Thu Nov 1 2007
Living on the razor's edge
Snowboarding, ice skating, fleeing to Mexico: All are assuredly worthy winter pastimes. The greatest way to pass the hibernal months, however, is that most hallowed and noble test of will and follicle fortitude—yes, we speak of the beard-growing contest. Both perpetually hirsute TONY designer Jeff Quinn and myself agreed to take part after our manhood was called into question by Williamsburg resident and comic illustrator Brendan Leach in a missive sent out several weeks ago.
The ultimatum reads as follows:
you have been selected as entrants in the 2007/2008 annual beard race and manliness exposition. if you are on this email list, then you have unwittingly passed a secret admission exam conducted by me, surreptitiously, probably at a bar. you have been judged on various and undefinable qualities of manliness and willingness to endure (against your better judgment) looking awesome. and i have run dna tests and inspected your facial hair follicles when you weren't looking.
the rules of the contest (should you choose to accept them) are as follows:
1. shave with a safety razor at some point between 12am and 11:59pm on oct.31st. the beard growing begins the following day (nov.1st )

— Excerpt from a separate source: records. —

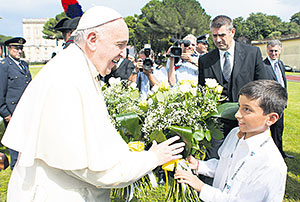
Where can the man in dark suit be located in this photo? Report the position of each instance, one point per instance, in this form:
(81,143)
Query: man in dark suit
(14,78)
(232,64)
(276,70)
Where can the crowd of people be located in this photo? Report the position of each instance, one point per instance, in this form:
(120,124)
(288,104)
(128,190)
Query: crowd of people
(64,148)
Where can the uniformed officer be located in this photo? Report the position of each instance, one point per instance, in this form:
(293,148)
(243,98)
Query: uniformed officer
(14,78)
(66,26)
(202,44)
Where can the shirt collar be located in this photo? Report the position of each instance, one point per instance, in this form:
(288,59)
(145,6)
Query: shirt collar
(272,61)
(17,62)
(230,50)
(256,140)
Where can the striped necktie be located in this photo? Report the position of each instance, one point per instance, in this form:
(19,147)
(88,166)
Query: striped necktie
(278,74)
(22,67)
(226,67)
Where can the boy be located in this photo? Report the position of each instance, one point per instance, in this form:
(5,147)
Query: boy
(250,167)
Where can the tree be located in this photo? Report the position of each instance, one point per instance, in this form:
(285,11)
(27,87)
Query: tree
(48,29)
(259,26)
(162,19)
(296,18)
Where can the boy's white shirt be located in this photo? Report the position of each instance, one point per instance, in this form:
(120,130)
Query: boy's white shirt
(248,170)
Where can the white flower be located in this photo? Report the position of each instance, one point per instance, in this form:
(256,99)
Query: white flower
(184,88)
(219,89)
(194,91)
(155,88)
(133,85)
(211,83)
(164,86)
(114,81)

2. grow a beard. you can trim the bottom neck line, mustache covering the crack of your lip, and the cheekbone area (for the were-wolves among us) if you wish.

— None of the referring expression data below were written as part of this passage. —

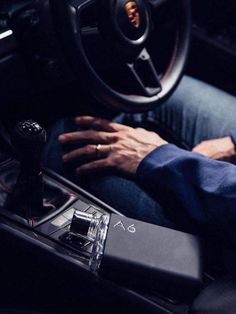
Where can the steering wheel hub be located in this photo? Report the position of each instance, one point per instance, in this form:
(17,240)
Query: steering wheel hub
(131,21)
(122,28)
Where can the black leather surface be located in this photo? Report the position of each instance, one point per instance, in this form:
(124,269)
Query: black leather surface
(218,298)
(54,195)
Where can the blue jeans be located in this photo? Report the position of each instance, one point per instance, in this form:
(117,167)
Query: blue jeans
(195,112)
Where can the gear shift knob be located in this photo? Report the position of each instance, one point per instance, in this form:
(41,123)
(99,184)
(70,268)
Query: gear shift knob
(28,139)
(26,199)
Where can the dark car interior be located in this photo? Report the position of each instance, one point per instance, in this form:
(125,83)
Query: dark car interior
(62,58)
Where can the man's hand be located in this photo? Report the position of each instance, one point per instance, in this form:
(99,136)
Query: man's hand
(220,149)
(110,145)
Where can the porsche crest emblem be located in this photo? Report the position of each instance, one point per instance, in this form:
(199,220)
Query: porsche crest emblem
(133,13)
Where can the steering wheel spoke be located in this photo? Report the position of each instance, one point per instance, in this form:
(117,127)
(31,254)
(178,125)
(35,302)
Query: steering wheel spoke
(145,74)
(79,5)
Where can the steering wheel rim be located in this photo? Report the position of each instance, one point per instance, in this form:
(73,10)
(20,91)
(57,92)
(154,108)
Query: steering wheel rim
(67,18)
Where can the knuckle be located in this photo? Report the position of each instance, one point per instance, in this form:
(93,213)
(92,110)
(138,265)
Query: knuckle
(88,149)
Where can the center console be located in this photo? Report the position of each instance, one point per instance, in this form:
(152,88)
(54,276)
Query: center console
(50,214)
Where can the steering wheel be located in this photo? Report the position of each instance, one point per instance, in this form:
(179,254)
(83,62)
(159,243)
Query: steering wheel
(125,27)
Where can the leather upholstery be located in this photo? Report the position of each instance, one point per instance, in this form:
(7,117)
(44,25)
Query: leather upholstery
(218,298)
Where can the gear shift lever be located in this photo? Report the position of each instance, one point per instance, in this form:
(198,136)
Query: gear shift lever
(28,139)
(26,199)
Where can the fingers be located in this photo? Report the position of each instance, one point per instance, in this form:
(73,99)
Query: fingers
(99,124)
(88,151)
(87,136)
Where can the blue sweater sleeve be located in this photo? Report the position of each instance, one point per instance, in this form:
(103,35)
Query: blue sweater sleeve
(205,189)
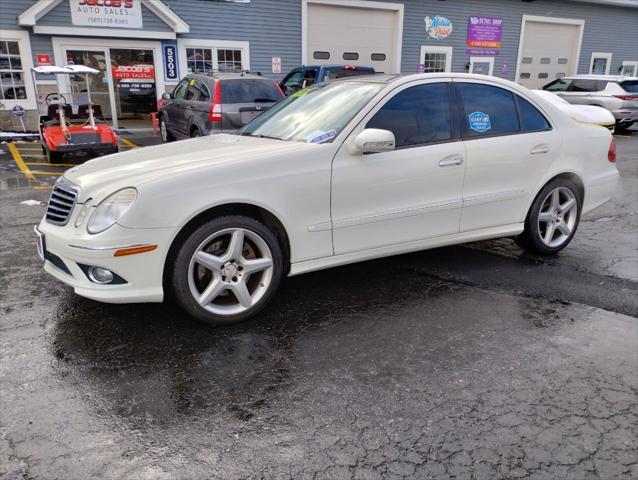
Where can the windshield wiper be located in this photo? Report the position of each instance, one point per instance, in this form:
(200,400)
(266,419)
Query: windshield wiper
(261,136)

3. judging will commence on feb. 1st. for whomever makes it that long. you should take a picture of your face on the first of every month (including nov and feb) and email it to me. i will post them on a secret beard club website, so we can compare and contrast. we will be judged on length, fullness, coverage, and over-all coolness.
4. then begins the optional endurance portion of the race. you can trim as much as you like, and whoever keeps a full beard the longest wins, oh i don't know, a beer. i'll buy the winner a beer. i say optional because usually everyone usually gives up by this point.

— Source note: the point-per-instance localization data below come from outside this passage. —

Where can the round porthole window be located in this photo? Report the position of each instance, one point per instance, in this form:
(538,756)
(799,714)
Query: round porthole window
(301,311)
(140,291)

that is all gentleman. please respond with your intention to look like a man. if you feel you have recieved this email in error, or you are a little girl, please respond to this email with "i can't gwow a beawd, i'm a widdle giwl" in the subject line.
Having had the gauntlet thrown in our faces, we had no choice but to accept—and we recommend that you do the same. Stay tuned for next month's update and a blogged account of the the ruination it will probably bring to both our lives. When asked about his chances for victory, Quinn's ever-tolerant girlfriend, TONY Kids photo editor Cinzia Reale-Castello, had this to say, "I think he will go all the way and win it.… No, actually, by the end he will just look like he has a face full of pubes." Lucky girl.